The Microsoft Case

They tried for a few days, but the software giant and the antitrust titans found no basis for compromise. Thus the United States Justice Department and the attorneys general of 20 states forged ahead with lawsuits against the Microsoft Corporation.

As the suits were filed, US Attorney General Janet Reno asserted that the company's practices "restricted the choices available for consumers in America and around the world."

Those practices include the bundling of key software products with Microsoft's Windows operating system, which runs 90 percent of personal computers around the world. They also include Microsoft's ability to dictate the options displayed for computer users when they boot up Windows 95, or the new Windows 98.

Control of this "desktop" screen allows a company to determine its customers access to electronic commerce, whether the product is a Web browser or any of the multitude of Internet shopping services now sprouting up.

Microsoft argues that it's just doing what all hard-driving companies do: constantly improving its product in order to win new customers. Microsoft also pleads that it is just another player - granted, a very big one - in the most competitive industry in the world, where new products and companies pop up constantly.

That is true. But antitrust watchdogs would counter that they want to ensure the high-tech arena remains vigorously competitive. If one company controls the crucial gateway - the operating system - and uses that control to extend its monopoly to other products, a line has been crossed. The public is denied the full benefits of creative software-writing everywhere - not just in Microsoft's offices.

We're not sure it has come to that yet - or that it's likely to. The software field has a vitality that defies simple comparison to industrial monopolies of the past.
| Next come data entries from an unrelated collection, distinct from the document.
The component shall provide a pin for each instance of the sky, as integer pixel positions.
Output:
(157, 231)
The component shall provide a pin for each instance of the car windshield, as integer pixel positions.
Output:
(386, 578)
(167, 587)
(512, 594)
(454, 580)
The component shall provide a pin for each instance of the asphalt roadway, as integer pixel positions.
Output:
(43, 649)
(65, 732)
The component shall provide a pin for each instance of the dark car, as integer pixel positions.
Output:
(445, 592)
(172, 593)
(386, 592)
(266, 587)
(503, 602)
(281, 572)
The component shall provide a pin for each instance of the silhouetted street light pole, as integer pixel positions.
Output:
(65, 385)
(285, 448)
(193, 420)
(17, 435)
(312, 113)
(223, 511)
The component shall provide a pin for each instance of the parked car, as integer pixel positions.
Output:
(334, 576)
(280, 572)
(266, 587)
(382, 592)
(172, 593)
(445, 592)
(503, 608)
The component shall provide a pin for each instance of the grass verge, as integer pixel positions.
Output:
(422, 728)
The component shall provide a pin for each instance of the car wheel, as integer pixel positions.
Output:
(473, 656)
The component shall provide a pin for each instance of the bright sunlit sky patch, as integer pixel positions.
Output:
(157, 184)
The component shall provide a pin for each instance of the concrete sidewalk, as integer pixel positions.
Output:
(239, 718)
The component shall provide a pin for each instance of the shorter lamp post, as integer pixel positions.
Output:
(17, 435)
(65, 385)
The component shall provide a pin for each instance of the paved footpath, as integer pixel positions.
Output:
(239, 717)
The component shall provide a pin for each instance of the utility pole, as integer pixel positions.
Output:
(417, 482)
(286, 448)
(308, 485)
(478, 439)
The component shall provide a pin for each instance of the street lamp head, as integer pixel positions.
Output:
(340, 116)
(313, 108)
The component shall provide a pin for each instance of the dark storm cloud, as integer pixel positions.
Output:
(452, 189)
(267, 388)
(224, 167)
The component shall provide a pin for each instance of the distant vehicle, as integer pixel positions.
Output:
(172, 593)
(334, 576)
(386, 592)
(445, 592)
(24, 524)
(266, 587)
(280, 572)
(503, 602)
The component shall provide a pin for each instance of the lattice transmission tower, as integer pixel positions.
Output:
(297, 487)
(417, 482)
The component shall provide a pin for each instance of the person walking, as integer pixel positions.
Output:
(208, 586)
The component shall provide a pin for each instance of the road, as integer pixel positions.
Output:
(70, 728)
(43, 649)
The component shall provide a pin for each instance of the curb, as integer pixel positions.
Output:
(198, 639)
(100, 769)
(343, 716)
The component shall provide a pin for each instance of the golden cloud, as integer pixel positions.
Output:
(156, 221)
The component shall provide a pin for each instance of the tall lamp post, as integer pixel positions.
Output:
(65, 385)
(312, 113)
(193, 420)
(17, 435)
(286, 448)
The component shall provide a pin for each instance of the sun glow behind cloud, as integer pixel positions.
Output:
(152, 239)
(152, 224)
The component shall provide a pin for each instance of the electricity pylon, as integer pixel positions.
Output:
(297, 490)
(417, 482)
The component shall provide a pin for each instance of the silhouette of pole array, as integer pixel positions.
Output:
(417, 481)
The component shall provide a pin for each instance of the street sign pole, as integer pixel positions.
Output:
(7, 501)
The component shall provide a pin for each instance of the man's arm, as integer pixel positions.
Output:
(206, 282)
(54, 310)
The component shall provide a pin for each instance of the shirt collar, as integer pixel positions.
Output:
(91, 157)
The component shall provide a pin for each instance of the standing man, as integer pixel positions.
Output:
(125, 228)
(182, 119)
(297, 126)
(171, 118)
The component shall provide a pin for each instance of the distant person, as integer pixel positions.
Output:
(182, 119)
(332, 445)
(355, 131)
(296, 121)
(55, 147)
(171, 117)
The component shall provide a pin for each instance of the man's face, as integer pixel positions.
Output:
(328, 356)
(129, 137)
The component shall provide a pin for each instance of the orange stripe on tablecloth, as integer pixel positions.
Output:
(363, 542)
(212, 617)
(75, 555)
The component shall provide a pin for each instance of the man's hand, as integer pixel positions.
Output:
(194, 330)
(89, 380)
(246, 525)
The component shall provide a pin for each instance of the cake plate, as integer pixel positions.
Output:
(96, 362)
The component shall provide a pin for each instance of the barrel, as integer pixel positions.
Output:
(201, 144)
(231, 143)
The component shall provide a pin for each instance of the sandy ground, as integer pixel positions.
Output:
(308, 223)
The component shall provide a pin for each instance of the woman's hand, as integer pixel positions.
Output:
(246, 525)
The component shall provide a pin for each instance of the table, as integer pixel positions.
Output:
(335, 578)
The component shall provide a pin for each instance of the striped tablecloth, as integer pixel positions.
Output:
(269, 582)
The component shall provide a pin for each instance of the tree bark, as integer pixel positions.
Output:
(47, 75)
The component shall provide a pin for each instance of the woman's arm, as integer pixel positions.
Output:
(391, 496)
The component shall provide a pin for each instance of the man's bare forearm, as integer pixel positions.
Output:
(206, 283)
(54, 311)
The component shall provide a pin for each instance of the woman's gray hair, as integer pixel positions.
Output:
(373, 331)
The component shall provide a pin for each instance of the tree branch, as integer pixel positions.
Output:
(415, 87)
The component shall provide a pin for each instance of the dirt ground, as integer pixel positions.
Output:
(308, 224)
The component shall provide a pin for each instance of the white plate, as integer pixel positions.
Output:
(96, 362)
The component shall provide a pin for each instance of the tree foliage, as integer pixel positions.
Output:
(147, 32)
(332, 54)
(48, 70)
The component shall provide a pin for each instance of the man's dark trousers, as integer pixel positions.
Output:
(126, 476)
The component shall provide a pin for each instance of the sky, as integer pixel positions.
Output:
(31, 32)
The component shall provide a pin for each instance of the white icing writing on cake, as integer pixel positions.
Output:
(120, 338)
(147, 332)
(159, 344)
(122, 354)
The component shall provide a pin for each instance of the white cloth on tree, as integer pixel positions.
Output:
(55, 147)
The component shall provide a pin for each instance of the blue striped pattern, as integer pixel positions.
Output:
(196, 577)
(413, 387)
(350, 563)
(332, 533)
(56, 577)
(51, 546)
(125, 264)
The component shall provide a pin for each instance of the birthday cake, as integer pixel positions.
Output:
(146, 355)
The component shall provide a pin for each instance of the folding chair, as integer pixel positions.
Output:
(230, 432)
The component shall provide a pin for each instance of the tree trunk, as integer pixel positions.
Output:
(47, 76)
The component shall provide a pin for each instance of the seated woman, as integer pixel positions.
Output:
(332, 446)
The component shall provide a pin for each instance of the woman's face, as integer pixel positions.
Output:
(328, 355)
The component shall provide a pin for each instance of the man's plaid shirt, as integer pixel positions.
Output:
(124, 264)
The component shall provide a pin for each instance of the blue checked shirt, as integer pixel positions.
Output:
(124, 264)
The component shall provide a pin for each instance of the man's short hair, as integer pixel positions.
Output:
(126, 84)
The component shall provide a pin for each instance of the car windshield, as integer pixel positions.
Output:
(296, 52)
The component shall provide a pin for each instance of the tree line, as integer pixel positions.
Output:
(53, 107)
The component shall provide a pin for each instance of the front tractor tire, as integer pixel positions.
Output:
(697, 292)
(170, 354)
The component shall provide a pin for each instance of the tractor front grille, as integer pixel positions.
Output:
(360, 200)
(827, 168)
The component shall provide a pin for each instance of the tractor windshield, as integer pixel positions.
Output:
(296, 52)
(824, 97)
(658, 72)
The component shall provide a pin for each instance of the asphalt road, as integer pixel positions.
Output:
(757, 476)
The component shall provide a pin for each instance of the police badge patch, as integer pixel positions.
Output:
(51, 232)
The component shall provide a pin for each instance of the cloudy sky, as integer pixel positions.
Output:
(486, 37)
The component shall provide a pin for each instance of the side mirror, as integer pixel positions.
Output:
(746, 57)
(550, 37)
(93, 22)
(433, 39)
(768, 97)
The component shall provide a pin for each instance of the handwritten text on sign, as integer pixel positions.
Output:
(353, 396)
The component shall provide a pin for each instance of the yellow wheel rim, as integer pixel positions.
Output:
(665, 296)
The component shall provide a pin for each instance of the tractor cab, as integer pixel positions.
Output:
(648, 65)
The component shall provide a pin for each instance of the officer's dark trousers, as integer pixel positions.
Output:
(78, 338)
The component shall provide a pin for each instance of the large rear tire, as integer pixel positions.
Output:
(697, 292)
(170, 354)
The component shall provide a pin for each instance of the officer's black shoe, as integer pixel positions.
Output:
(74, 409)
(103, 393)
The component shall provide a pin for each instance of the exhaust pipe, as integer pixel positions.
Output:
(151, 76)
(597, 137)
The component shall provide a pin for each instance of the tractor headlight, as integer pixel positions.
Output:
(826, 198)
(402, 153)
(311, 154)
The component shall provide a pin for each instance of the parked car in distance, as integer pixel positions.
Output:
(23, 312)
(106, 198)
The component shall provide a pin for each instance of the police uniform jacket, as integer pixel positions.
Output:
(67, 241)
Beyond that, more and more computer users have the know-how to gather all kinds of options at their fingertips, regardless of what Microsoft or any other manufacturer hopes they'll choose.

But there's no question Microsoft has a lock on a pivotal piece of the software galaxy. Windows is the industry standard, and it's likely to remain so for a long time. To that degree, everyone has to play by Microsoft's rules.

Do those rules include contractual arrangements that stifle competition? To the extent the rules include detailed, in-house knowledge of how Windows works, are competitors being denied full access to the game?

Those are fair questions. Government regulators are certainly within their mandates of public service to raise them. However the antitrust litigation plays out, the outcome of the current controversy ought to be expanded room for information-age innovation.